An implementation of a counting pixel with a (linear) analog counter according to the prior art is illustrated in FIG. 3. The X-ray photons 31 which impinge on a phototransducer such as a photodiode 32 create small charge packets with hundreds of electrons, which are shaped to pulses 33 by a pulse shaper circuit 34. A comparator 35 compares the generated pulses 33 to a reference value Vref. Every time the amplitude of the pulses 33 exceeds the reference value Vref, a first value, for example high or digital one, is assigned to the output signal of the comparator 35, and every time the pulses are below the reference value Vref, a second value, for example low or digital zero, is assigned to the output signal of the comparator 35. This way, a binary signal is generated, comprising a pulse train 36. The pulses in the pulse train 36 are then counted by means of an analog counter 37 in order to provide a count value 38 for the impinging incident photons 31.
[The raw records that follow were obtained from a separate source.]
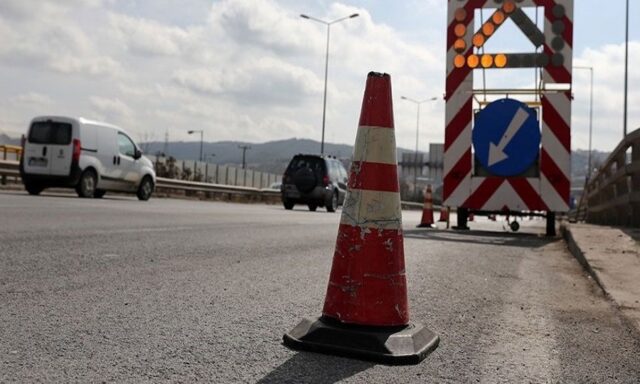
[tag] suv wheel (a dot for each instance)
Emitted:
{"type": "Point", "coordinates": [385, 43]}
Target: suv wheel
{"type": "Point", "coordinates": [332, 204]}
{"type": "Point", "coordinates": [33, 189]}
{"type": "Point", "coordinates": [145, 189]}
{"type": "Point", "coordinates": [87, 185]}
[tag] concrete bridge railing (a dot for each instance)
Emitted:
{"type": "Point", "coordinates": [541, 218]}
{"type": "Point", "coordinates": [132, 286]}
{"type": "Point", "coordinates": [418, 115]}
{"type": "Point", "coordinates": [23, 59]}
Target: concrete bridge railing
{"type": "Point", "coordinates": [612, 196]}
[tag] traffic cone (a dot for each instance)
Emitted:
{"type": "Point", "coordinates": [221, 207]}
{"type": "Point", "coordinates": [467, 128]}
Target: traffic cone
{"type": "Point", "coordinates": [365, 312]}
{"type": "Point", "coordinates": [444, 214]}
{"type": "Point", "coordinates": [427, 209]}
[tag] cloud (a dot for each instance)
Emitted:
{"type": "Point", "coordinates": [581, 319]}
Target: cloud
{"type": "Point", "coordinates": [148, 37]}
{"type": "Point", "coordinates": [32, 99]}
{"type": "Point", "coordinates": [253, 70]}
{"type": "Point", "coordinates": [111, 108]}
{"type": "Point", "coordinates": [49, 38]}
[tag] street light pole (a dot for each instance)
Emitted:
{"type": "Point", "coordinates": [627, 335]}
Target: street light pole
{"type": "Point", "coordinates": [201, 139]}
{"type": "Point", "coordinates": [244, 153]}
{"type": "Point", "coordinates": [626, 72]}
{"type": "Point", "coordinates": [326, 67]}
{"type": "Point", "coordinates": [590, 118]}
{"type": "Point", "coordinates": [418, 103]}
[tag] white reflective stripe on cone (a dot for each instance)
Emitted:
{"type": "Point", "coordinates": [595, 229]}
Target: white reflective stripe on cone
{"type": "Point", "coordinates": [375, 145]}
{"type": "Point", "coordinates": [372, 209]}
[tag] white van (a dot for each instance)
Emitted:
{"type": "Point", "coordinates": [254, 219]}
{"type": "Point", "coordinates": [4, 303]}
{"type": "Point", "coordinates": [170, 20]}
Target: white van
{"type": "Point", "coordinates": [89, 156]}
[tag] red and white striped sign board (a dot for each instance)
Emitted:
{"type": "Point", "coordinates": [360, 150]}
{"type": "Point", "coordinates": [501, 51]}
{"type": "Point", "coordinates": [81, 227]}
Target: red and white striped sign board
{"type": "Point", "coordinates": [549, 188]}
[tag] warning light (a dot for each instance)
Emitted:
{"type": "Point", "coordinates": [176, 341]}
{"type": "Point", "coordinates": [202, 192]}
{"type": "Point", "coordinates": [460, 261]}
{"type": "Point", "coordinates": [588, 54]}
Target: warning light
{"type": "Point", "coordinates": [459, 45]}
{"type": "Point", "coordinates": [478, 40]}
{"type": "Point", "coordinates": [487, 61]}
{"type": "Point", "coordinates": [498, 17]}
{"type": "Point", "coordinates": [509, 6]}
{"type": "Point", "coordinates": [488, 29]}
{"type": "Point", "coordinates": [473, 61]}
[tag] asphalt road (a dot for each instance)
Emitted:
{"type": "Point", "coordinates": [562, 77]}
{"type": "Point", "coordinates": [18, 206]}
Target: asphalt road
{"type": "Point", "coordinates": [117, 290]}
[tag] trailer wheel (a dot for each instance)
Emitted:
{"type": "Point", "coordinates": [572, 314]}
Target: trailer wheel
{"type": "Point", "coordinates": [551, 224]}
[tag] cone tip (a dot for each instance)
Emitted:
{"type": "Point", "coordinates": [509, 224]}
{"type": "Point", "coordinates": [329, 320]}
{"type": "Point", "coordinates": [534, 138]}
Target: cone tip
{"type": "Point", "coordinates": [378, 74]}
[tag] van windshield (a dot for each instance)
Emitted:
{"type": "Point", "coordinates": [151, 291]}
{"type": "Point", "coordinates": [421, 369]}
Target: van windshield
{"type": "Point", "coordinates": [50, 132]}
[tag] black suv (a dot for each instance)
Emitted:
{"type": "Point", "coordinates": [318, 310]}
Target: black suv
{"type": "Point", "coordinates": [317, 181]}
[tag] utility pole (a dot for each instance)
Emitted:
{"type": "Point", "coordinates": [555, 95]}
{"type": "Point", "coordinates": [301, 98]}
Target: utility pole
{"type": "Point", "coordinates": [244, 154]}
{"type": "Point", "coordinates": [166, 144]}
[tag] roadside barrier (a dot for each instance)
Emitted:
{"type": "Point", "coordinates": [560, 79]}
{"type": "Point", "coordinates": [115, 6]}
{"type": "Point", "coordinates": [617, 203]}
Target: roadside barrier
{"type": "Point", "coordinates": [612, 196]}
{"type": "Point", "coordinates": [444, 214]}
{"type": "Point", "coordinates": [427, 210]}
{"type": "Point", "coordinates": [365, 312]}
{"type": "Point", "coordinates": [10, 168]}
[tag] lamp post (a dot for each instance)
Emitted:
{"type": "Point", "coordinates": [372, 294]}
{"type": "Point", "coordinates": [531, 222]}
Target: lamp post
{"type": "Point", "coordinates": [326, 67]}
{"type": "Point", "coordinates": [244, 154]}
{"type": "Point", "coordinates": [626, 72]}
{"type": "Point", "coordinates": [418, 103]}
{"type": "Point", "coordinates": [201, 136]}
{"type": "Point", "coordinates": [590, 117]}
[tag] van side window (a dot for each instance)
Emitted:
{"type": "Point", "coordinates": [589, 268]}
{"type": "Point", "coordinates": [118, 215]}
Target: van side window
{"type": "Point", "coordinates": [125, 145]}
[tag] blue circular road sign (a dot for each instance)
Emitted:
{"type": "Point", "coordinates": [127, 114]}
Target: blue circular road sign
{"type": "Point", "coordinates": [506, 137]}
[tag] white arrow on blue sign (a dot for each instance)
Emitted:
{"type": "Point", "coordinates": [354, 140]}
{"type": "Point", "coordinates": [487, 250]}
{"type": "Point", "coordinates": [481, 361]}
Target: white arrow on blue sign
{"type": "Point", "coordinates": [506, 137]}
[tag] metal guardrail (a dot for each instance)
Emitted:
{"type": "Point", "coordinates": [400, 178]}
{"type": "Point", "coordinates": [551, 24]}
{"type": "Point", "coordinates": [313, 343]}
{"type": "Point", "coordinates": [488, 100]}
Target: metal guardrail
{"type": "Point", "coordinates": [10, 168]}
{"type": "Point", "coordinates": [612, 196]}
{"type": "Point", "coordinates": [6, 149]}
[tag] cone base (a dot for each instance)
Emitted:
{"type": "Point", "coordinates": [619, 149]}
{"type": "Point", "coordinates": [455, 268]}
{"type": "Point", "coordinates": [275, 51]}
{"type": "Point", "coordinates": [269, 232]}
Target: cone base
{"type": "Point", "coordinates": [402, 345]}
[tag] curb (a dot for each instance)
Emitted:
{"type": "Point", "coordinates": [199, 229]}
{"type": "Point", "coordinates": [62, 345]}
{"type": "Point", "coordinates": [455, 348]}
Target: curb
{"type": "Point", "coordinates": [575, 250]}
{"type": "Point", "coordinates": [630, 321]}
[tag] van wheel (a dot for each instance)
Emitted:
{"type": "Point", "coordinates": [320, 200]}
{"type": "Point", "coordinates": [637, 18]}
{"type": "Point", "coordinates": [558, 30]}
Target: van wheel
{"type": "Point", "coordinates": [33, 189]}
{"type": "Point", "coordinates": [87, 185]}
{"type": "Point", "coordinates": [145, 189]}
{"type": "Point", "coordinates": [333, 203]}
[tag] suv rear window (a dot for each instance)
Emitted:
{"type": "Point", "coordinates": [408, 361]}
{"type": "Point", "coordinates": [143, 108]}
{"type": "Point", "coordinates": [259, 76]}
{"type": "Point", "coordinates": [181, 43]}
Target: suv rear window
{"type": "Point", "coordinates": [50, 132]}
{"type": "Point", "coordinates": [314, 163]}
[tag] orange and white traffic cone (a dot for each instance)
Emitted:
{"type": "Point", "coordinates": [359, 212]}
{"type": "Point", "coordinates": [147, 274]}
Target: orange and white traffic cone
{"type": "Point", "coordinates": [427, 209]}
{"type": "Point", "coordinates": [444, 214]}
{"type": "Point", "coordinates": [365, 312]}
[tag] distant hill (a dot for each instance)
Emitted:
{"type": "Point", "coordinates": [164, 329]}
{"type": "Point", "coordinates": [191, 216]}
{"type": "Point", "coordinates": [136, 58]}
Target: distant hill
{"type": "Point", "coordinates": [274, 156]}
{"type": "Point", "coordinates": [4, 139]}
{"type": "Point", "coordinates": [271, 156]}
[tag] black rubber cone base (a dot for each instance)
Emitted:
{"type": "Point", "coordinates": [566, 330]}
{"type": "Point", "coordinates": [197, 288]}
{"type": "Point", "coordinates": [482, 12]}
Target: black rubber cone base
{"type": "Point", "coordinates": [389, 345]}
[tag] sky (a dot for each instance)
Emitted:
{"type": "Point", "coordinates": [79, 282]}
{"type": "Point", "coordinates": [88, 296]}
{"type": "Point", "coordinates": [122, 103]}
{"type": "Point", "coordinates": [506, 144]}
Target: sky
{"type": "Point", "coordinates": [253, 70]}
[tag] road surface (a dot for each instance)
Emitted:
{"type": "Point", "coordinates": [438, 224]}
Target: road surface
{"type": "Point", "coordinates": [117, 290]}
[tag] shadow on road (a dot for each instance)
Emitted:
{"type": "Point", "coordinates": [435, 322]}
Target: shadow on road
{"type": "Point", "coordinates": [510, 239]}
{"type": "Point", "coordinates": [307, 367]}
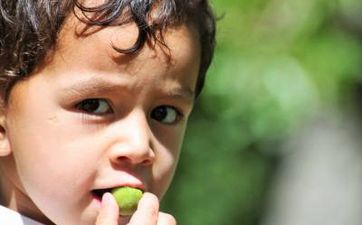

The analog counter 37 comprises a counting capacitor Cs onto which a signal representative of the number of detected photons is stored. Before counting is started, the counting capacitor Cs is reset to an initial value by means of a reset system, for example comprising a reset transistor (switch) 39. The charge is accumulated on the Capacitor Cs in the feedback loop of a charge transimpedance amplifier (CTIA).
One input port of the CTIA is connected to a reference value Ref; the other input port is connected to a second capacitor Cp via a first switch. The second capacitor Cp itself can be short-circuited via a second switch. The first and second switches are operated alternatively: one opens when the other closes and vice versa. The operation of the first and second switches is controlled by the input signal of the analog counter 37, i.e. by the binary pulse train 36.
Upon reception, by the analog counter 37, of a high pulse of the pulse train 36, the charge packet is stored on the second capacitor Cp, after which it is transferred to the counting capacitor Cs.
The counting is linear because the step height is constant, thus the output voltage 38 is a linear function of the number of pulses. In this actual circuit this is realized by accumulating fixed small charge packets. The fixed charge packets are realized by a fixed voltage over the second capacitor (ΔQ=ΔV*C). In this particular case the voltage step over the second capacitor CP is kept constant by the fact that the virtual ground of the CTIA keeps the voltage on the second capacitor CP independent of the already accumulated value on the counting capacitor Cs.
The ratio Cp/Cs determines the step height in the count signal 38 when counting impinging photons. If Cp or Cs are programmable, the step height can be programmed. Also when the voltage on Cp, or the voltage difference between Cp and Cs can be programmed, the step height is programmable.
R. Ballabriga et al., in “The Medipix3 Prototype, a Pixel Readout Chip Working in Single Photon Counting Mode With Improved Spectrometric Performance”, IEEE Trans Nuclear Science, vol. 54, no. 5 (2007), demonstrated the possibilities of using information of multiple pixels for detecting a same impinging particle. They demonstrated that the accumulated charge of a multiplicity of pixels can be combined to recover the particle's total ionization charge. Key in this operation is the detection of “coincidence”, i.e. of hits that happen at the same moment in neighboring pixels due to a same event.